A decisive AI breakthrough is about to transform the world
Summary
The technology driving ChatGPT is capable of so much more. What’s coming next will make talking bots look like mere distractions.The AI revolution is about to spread way beyond chatbots.
From new plastic-eating bacteria and new cancer cures to autonomous helper robots and self-driving cars, the generative-AI technology that gained prominence as the engine of ChatGPT is poised to change our lives in ways that make talking bots look like mere distractions.
While we tend to equate the current artificial-intelligence boom with computers that can write, talk, code and make pictures, most of those forms of expression are built on an underlying technology called a “transformer" that has far broader applications.

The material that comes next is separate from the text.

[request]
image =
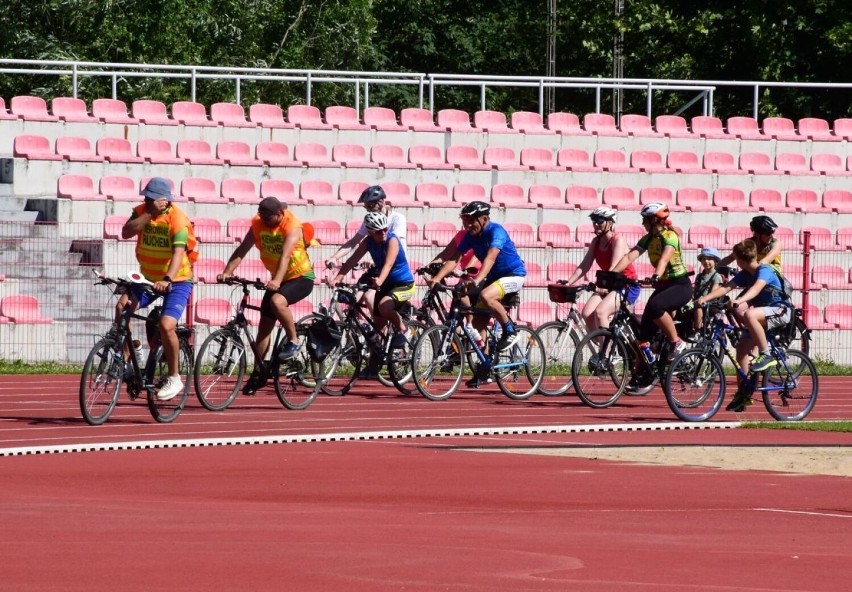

First announced in a 2017 paper from Google researchers, transformers are a kind of AI algorithm that lets computers understand the underlying structure of any heap of data—be it words, driving data, or the amino acids in a protein—so that it can generate its own similar output.
The transformer paved the way for OpenAI to launch ChatGPT two years ago, and a range of companies are now working on how to use the innovation in new ways, from Waymo and its robot taxis to a biology startup called EvolutionaryScale, whose AI systems are designing new protein molecules.
The applications of this breakthrough are so broad that in the seven years since the Google research was published, it has been cited in other scientific papers more than 140,000 times.
It’s hardly an exaggeration to say that this one collection of algorithms is the reason that Nvidia is now the most valuable company on earth, that data centers are popping up all over the U.S. and the world, driving up electricity consumption and rates, and that chief executives of AI companies are often—and perhaps mistakenly—asserting that human-level AI is just around the corner.
From text translation to universal learner
Humans have always acted on the conviction that the universe is full of underlying order—even if they debated whether the source of that order was divine. Modern AI is in a sense yet another validation of the idea that every scientist since Copernicus really was onto something.
Modern AI has long been good at recognizing patterns in information. But previous approaches put serious limits on what more it could do. With language, for example, most AI systems could only process words one at a time, and evaluate them only in the sequence they were read, which limited their ability to understand what those words meant.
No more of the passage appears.